Sin is pervasive in our world, in the church, and in us. Complacency is an increasingly passive nonchalant attitude about our failure before God's Law. We increasingly justify our subtle sins to avoid addressing our need for growth and change. Pride's danger is in masking our need for repentance with a mistaken sense of self-sufficiency.

“Woe to you, scribes and Pharisees, hypocrites! For you clean the outside of the cup and the plate, but inside they are full of greed and self-indulgence. You blind Pharisee! First clean the inside of the cup and the plate, that the outside also may be clean." (Matthew 23:24-26)

Spiritual complacency develops from short patterns of skipping over root-level sin. Like our favorite coffee mug in the shop, we often skip tending to the cleaning.

3. Complacency mistakes placidity for peace.

The devil's ploy is to make the status quo the measure of peace. But God's peace is defined in terms that conflicts with our preferences and expectations. Complacency invites combat by avoiding confrontation. We are prone to become lukewarm Christians, ones who seek enough of God to stay out of trouble, but not so much that sacrifice is required in our service to Jesus.

Revelation 3:15-16 “‘I know your works: you are neither cold nor hot. Would that you were either cold or hot! So, because you are lukewarm, and neither hot nor cold, I will spit you out of my mouth."

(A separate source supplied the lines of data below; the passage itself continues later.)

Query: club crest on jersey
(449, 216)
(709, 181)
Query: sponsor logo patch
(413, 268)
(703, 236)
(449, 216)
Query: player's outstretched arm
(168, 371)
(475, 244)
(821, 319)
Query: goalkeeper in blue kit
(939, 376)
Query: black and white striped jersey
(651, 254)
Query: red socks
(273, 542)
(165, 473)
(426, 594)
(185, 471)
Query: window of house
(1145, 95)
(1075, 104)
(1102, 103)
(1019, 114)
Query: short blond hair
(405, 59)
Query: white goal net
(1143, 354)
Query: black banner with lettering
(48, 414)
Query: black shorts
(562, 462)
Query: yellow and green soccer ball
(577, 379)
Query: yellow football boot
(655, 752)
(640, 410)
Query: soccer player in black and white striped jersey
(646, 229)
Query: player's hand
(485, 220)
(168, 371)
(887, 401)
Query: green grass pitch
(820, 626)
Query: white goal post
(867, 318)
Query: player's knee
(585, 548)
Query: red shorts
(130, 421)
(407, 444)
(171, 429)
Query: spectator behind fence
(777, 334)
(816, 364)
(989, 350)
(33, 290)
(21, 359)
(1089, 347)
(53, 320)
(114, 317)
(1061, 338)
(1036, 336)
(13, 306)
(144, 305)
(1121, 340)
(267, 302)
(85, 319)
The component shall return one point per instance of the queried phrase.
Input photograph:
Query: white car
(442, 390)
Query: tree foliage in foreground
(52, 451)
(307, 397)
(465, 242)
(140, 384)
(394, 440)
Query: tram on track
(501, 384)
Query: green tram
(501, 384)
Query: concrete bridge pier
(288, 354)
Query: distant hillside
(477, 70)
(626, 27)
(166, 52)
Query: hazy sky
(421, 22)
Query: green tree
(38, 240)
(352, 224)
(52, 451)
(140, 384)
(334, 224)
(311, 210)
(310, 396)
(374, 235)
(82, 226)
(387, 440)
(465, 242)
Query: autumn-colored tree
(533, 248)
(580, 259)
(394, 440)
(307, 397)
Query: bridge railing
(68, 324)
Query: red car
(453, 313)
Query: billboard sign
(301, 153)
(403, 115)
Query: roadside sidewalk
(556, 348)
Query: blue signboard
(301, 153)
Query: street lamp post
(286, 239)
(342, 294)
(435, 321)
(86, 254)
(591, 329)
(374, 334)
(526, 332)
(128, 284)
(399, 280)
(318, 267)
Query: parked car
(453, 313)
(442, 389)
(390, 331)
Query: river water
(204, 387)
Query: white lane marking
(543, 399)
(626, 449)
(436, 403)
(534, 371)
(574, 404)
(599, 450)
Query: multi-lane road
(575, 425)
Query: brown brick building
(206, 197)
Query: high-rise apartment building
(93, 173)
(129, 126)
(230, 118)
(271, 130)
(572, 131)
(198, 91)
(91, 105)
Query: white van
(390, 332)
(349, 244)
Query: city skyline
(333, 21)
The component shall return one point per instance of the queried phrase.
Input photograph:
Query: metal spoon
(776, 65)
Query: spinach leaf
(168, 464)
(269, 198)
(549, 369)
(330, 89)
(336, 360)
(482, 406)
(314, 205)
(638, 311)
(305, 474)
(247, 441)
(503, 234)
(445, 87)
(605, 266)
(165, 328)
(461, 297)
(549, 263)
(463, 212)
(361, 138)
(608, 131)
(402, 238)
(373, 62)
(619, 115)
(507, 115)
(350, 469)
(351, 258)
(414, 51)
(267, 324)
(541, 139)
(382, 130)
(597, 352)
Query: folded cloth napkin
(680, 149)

God wants us to focus solely on His will for the future. This view shapes our present. Though the imagery of lighting fires may be an overused in image in worship songs, it's true that like a fire, it's hot or it's not.

4. Complacency welcomes spiritual neglect and ruin.

One of the themes of Christian life through the whole of Scripture is to wait without falling asleep. In the parable of the coming bridegroom, those who were alert and prepared who are commended. Elsewhere, God warns of judgement against the complacent.

Zephaniah 1:12: "At that time I will search Jerusalem with lamps, and I will punish the men who are complacent, those who say in their hearts, ‘The Lord will not do good, nor will he do ill.’"

God desires that we be spiritually watchful and vigilant in our walk with Jesus. Our desire is for Him to find us ready. A lack of watchfulness is equivalent to denying our Master's return.

5. Complacency rewards sluggards over servants.

The church will always be full of those who pay lip service to the desires of God. We can say that we want to see more people worshiping next to us Sunday morning, or that we desire more to come to know Jesus, but our actions often tell a different story. We look much better in the mirror when we evaluate our good intentions over our bad habits. Sluggards despise evaluation, because they don't crave growing closer to Jesus.

Proverbs 13:4 "The soul of the sluggard craves and gets nothing, while the soul of the diligent is richly supplied."

The diligent never cease to look for where God is calling for the next change in their life. And because these changes are most often invisible to others, they're easy to neglect.

Trust the promise of Christ, that fruit results from time spent growing deeper in Christ. Resist complacency, and embrace growth. Your walk will be stronger, your leadership will be more effective, and your church will be healthier for it.